Menzionare la nostra automobile è obbligatorio, perché è intorno a lei che gira tutta la nostra avventura. Proprio allo stesso modo rispetto al film Fury Road, da cui prende parecchie cose, nonostante il videogioco sia stato annunciato ben due anni prima del lancio nei cinema. Max viene privato del suo Interceptor V-8, una delle più che meritate icone del cinema, non appena iniziata la storia; per questo motivo si vede costretto ad allearsi con uno sfigurato meccanico estremamente abile che crede che costruendo un nuovo veicolo compirà il destino stabilito dagli dei. Una scusa come un’altra per giustificare il movimento del nostro personaggio con una guida scarsa ma migliorabile con il trascorrere del tempo, per combattere contro fazioni di selvaggi in divertenti scontri ad alta velocità che richiedono sia una buona mira che una buona capacità di guida, ma soprattutto per avventurarsi nel mondo raccogliendo rottami, l’inaspettata ma logica moneta di Mad Max.
Quasi tutto in Mad Max ha un senso, essendo sempre coerente con il mondo immaginato da Miller.
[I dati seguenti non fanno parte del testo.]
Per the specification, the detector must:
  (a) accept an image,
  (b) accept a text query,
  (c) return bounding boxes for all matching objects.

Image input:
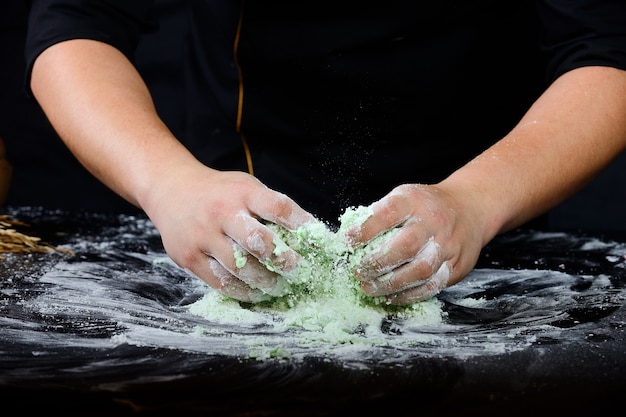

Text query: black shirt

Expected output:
[26,0,626,222]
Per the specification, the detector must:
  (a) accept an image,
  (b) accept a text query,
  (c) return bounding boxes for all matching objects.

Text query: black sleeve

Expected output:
[25,0,157,91]
[537,0,626,81]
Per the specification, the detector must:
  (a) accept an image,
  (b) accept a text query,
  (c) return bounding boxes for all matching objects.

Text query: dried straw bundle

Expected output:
[0,215,72,259]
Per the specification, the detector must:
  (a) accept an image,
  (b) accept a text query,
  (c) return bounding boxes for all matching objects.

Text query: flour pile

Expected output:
[189,207,444,356]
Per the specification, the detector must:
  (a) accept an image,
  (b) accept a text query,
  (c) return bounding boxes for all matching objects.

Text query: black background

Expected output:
[0,0,626,232]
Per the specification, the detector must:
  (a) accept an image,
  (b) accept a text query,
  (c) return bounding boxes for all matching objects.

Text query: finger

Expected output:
[190,255,272,303]
[341,187,412,247]
[224,212,302,279]
[355,220,439,281]
[387,262,451,305]
[202,231,285,296]
[248,187,318,230]
[361,238,441,296]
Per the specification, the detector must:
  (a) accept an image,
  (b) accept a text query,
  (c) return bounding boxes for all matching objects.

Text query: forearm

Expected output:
[440,67,626,244]
[31,40,200,206]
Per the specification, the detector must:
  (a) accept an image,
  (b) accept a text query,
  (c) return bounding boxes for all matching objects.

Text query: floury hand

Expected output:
[346,184,482,305]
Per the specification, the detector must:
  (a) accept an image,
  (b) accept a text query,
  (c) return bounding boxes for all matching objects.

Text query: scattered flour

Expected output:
[189,207,444,358]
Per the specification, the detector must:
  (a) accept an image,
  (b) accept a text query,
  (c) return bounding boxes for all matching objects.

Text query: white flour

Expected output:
[189,207,444,358]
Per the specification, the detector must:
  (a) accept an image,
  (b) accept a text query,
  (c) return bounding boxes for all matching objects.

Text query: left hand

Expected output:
[346,184,483,305]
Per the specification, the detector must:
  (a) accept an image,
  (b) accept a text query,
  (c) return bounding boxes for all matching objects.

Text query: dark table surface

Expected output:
[0,207,626,416]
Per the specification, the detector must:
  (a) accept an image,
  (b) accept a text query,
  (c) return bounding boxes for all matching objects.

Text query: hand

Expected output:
[346,184,483,305]
[144,165,316,302]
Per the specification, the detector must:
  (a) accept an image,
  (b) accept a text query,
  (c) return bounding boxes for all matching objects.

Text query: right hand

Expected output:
[144,165,317,302]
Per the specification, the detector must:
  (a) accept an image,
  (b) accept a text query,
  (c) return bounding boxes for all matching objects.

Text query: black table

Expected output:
[0,207,626,416]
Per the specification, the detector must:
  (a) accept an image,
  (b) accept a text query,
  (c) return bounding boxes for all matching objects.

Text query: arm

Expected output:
[350,66,626,304]
[31,39,313,301]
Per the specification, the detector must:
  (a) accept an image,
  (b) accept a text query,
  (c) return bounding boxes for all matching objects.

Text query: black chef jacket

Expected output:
[26,0,626,222]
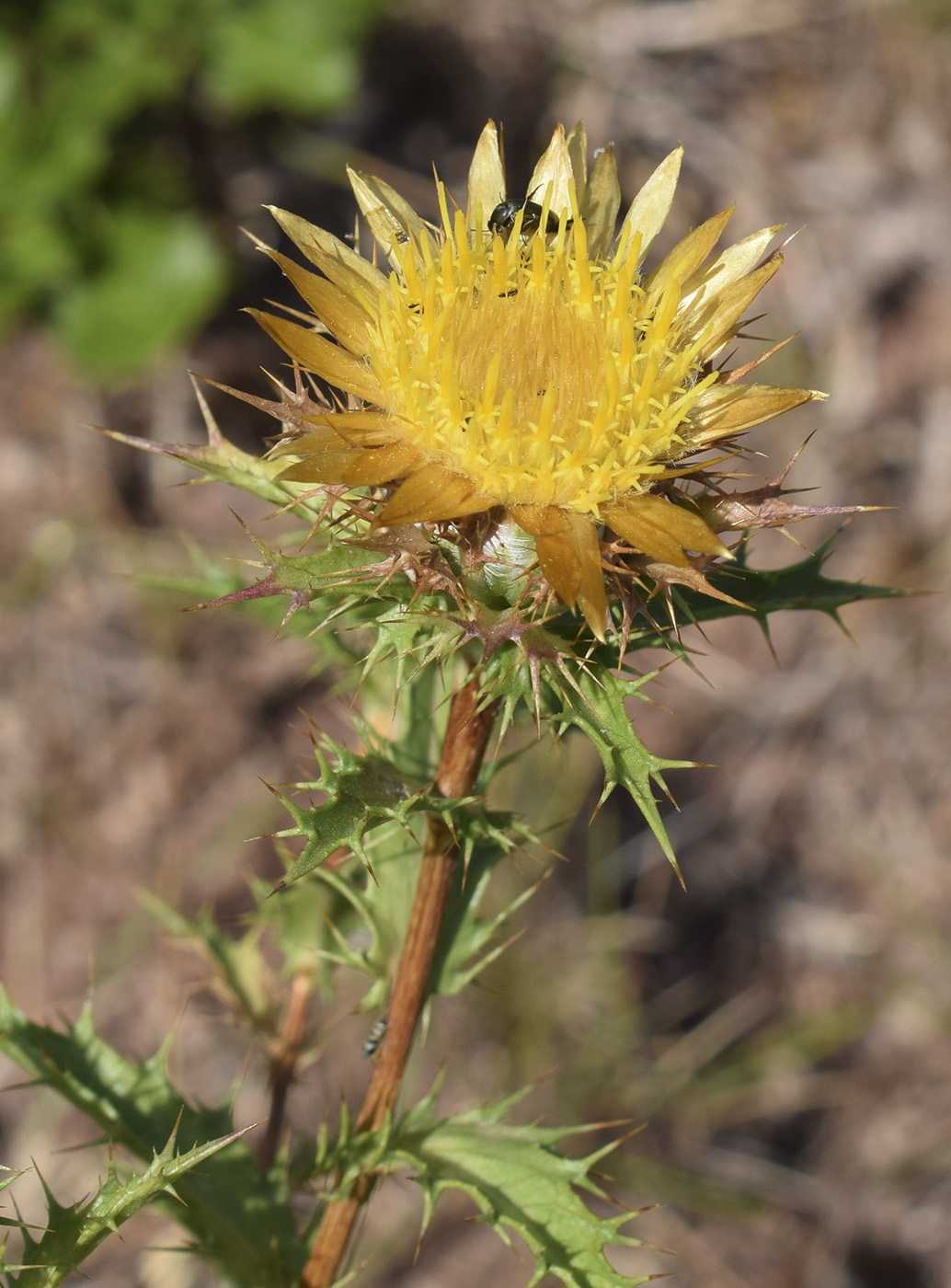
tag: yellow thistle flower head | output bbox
[251,122,822,638]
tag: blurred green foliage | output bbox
[0,0,383,379]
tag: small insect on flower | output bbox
[363,1020,386,1057]
[248,121,823,641]
[487,190,570,242]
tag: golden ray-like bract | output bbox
[251,122,822,638]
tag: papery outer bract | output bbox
[249,122,823,638]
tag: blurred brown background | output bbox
[0,0,951,1288]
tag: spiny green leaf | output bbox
[271,730,532,890]
[138,890,275,1030]
[16,1133,242,1288]
[484,649,693,875]
[390,1095,650,1288]
[0,988,306,1288]
[631,529,915,648]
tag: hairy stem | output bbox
[300,679,498,1288]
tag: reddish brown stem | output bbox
[258,970,312,1172]
[300,679,498,1288]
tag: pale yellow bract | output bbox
[251,122,822,638]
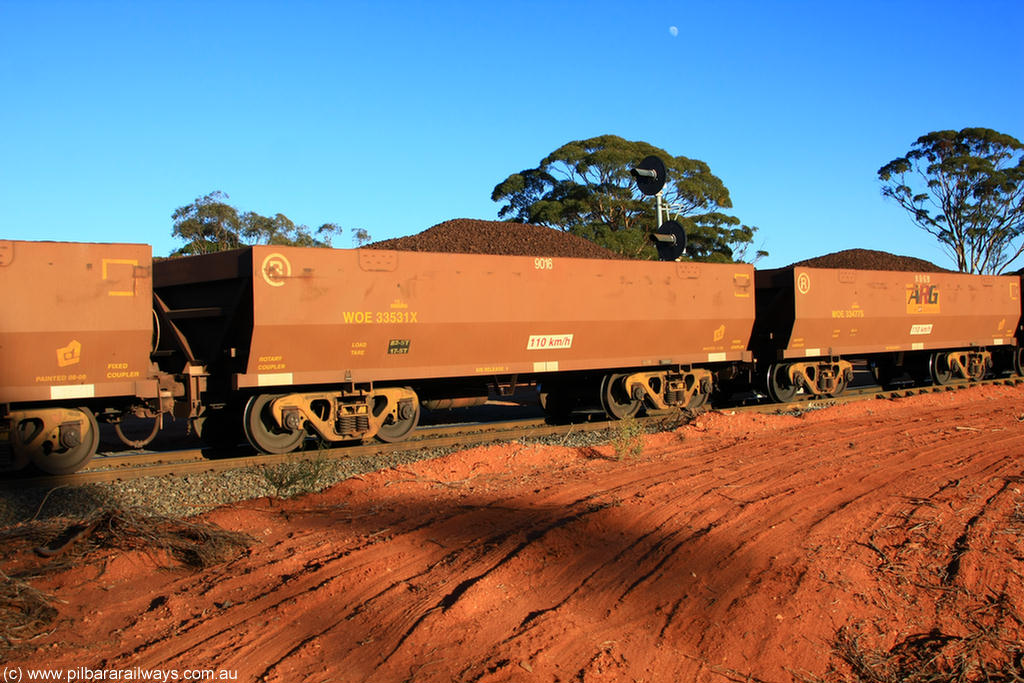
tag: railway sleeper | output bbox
[245,387,420,453]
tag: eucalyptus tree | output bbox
[490,135,765,262]
[879,128,1024,273]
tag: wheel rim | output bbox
[929,353,953,384]
[242,394,306,454]
[768,365,799,403]
[14,408,99,474]
[601,375,640,420]
[377,399,420,443]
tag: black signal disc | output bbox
[631,155,668,195]
[650,220,686,261]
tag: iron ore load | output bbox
[6,193,1024,474]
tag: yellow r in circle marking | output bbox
[260,252,292,287]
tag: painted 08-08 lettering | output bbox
[341,310,420,325]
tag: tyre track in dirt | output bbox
[9,387,1024,683]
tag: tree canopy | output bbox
[490,135,764,262]
[879,128,1024,273]
[171,191,341,256]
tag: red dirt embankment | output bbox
[12,387,1024,682]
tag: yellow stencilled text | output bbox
[341,310,419,325]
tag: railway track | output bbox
[0,377,1024,490]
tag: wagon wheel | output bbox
[242,393,306,453]
[766,364,800,403]
[12,408,99,474]
[967,359,987,382]
[928,353,953,386]
[114,415,164,449]
[377,398,420,443]
[601,375,641,420]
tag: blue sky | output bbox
[0,0,1024,267]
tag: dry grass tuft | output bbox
[0,510,255,656]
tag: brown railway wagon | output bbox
[0,241,158,473]
[752,267,1021,400]
[155,246,754,452]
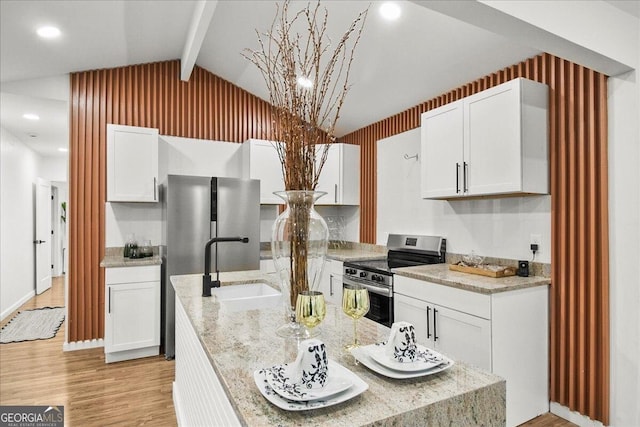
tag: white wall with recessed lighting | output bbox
[0,128,40,319]
[38,156,69,182]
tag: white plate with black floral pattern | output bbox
[367,342,444,372]
[351,344,454,379]
[266,364,353,402]
[253,360,369,411]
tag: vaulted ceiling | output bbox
[0,0,633,156]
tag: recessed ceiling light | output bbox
[378,1,401,21]
[297,76,313,89]
[36,26,60,39]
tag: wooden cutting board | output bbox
[449,264,516,278]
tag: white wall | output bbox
[38,156,69,183]
[105,135,360,247]
[608,69,640,426]
[376,128,551,263]
[0,128,39,318]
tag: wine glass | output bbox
[296,291,327,337]
[342,283,369,350]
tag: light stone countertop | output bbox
[171,271,506,426]
[392,264,551,294]
[260,248,387,262]
[100,255,162,268]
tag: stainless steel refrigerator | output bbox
[161,175,260,359]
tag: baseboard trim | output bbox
[62,338,104,351]
[173,381,187,427]
[549,402,604,427]
[0,290,36,321]
[104,345,160,363]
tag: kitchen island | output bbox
[171,271,505,426]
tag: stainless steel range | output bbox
[343,234,447,326]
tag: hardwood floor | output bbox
[520,413,577,427]
[0,277,177,426]
[0,277,575,427]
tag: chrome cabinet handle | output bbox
[462,162,469,193]
[433,308,438,342]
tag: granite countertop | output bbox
[100,246,162,268]
[260,246,387,262]
[100,255,162,268]
[171,271,506,426]
[392,264,551,294]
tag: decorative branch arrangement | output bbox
[244,0,368,190]
[244,0,367,320]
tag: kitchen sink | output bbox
[211,283,282,311]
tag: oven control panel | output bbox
[343,267,393,287]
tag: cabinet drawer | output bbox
[393,274,491,319]
[105,265,160,285]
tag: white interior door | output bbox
[33,178,51,294]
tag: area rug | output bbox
[0,307,64,344]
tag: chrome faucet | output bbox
[202,237,249,297]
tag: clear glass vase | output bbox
[271,190,329,339]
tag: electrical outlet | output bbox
[529,234,542,252]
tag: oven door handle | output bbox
[343,279,393,298]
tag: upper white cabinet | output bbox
[107,124,158,202]
[316,143,360,205]
[242,139,284,205]
[421,78,549,199]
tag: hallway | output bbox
[0,276,176,426]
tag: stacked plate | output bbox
[351,342,453,379]
[253,360,369,411]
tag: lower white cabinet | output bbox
[393,274,549,426]
[394,294,491,371]
[318,259,343,306]
[104,265,160,363]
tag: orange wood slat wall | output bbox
[340,54,609,425]
[67,60,271,342]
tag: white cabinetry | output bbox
[394,274,549,426]
[319,259,343,306]
[107,124,158,202]
[316,143,360,205]
[421,78,549,199]
[394,294,491,371]
[242,139,284,205]
[104,265,160,363]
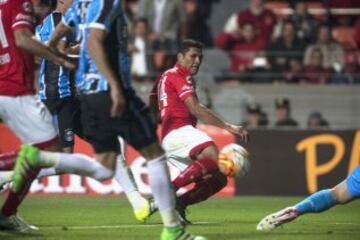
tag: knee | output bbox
[218,172,228,188]
[330,181,353,204]
[213,172,228,189]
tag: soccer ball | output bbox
[218,143,250,177]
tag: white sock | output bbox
[147,155,179,227]
[37,168,59,178]
[40,151,114,181]
[115,154,147,211]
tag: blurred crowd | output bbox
[241,97,330,130]
[33,0,360,84]
[28,0,360,128]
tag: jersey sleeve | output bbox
[11,0,35,31]
[149,76,161,101]
[172,77,195,101]
[86,0,114,31]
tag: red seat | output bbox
[332,27,356,50]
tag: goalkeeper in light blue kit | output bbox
[256,166,360,231]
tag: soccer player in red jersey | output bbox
[0,0,74,231]
[150,39,248,222]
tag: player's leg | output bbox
[162,126,219,190]
[120,97,204,240]
[257,166,360,230]
[0,96,59,231]
[177,172,227,219]
[173,142,219,189]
Scoprire nuove zone è impossibile senza l’aiuto della nostra macchina e dei diversi palloni aerostatici disseminati nella mappa, come fossero posti di guardia. L’acqua sarà una risorsa scarsa e motivo di conflitto durante gran parte della trilogia cinematografica, in questo caso funziona come medikit, obbligandoci a stare sempre attenti alla nostra borraccia per non soffrire eccessivamente con la salute del nostro personaggio. Due esempi fra i tanti che ci parlano dell’importanza di una buona ambientazione e ben pensata, ma che hanno il difetto di essere in alcuni casi elementi semplicemente decorativi. La benzina, che potrebbe aggiungere facilmente elementi di sopravvivenza e gestione in modo simile a come invece fanno le scarsissime munizioni disponibili finisce con l’essere una scusa per mostrare l’indicatore dello schermo e usarla come esplosivo. Proprio come se Max avesse scoperto le bontà del diesel, raramente vedrete il vostro serbatoio al di sotto della metà della sua capacità, ricaricandosi inoltre automaticamente quando vi fermerete nelle fortezze suddivise in modo relativamente generoso su una mappa considerevolmente estesa.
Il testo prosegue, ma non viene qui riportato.